The final stop of the turning and turning and turning of the record player visualizing the title of the video so well invokes an almost physical relief to get off the spiral, "out of this merry-go-round."

[…]           

Every new scene conjures up memories from my youth, of other films, of other music…

need you, dream you           

I notice some similarities between Johannes' video and my own, and I wonder to what extent I unintentionally responded to my own text as well as Gregory Brophy's, if I accidentally put myself on this spiral, or if this project created some transcendent connection between all texts and videos overlapping and interfering with one another.

I now know the depths I reach are limitless            

The texture of the soundscape becomes palpable after the music is turned off and the atmospheric hissing contrasts the silence as complete absence of sound.

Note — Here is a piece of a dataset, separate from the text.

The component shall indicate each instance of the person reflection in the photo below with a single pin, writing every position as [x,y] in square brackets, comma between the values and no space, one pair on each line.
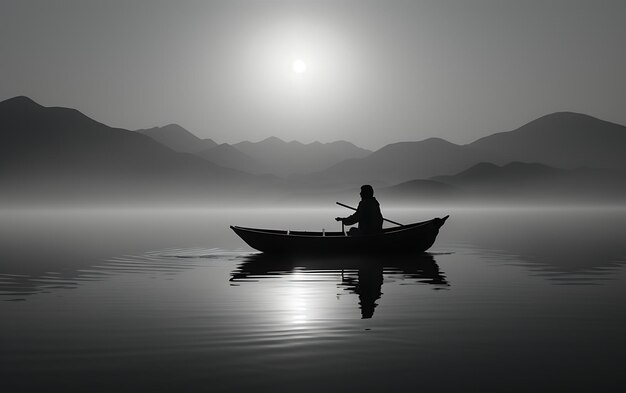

the deepest shade of mushroom blue             

The synchronization between the last clip and the sound snaps me out of this hypnotic moment with its audible click.

beneath the stain of time, the feeling disappears              

And what I feel is a distant echo of the emotional aftermath of watching the film. "You stand there, waiting for the rush of exhilaration. But it doesn't come."

Biography

Maria Hofmann is a film scholar and video essayist. She holds a PhD in German and Moving Image studies. Her research focuses on contemporary documentary film, videographic criticism, horror film, and Austrian studies, and has been published in [in]Transition, Studies in Documentary Film, and Austrian Studies, among others. Her video essay "Beyond the Screen #nofilter" was screened at the Adelio Ferrero film festival where it received the award for best video essay in 2018.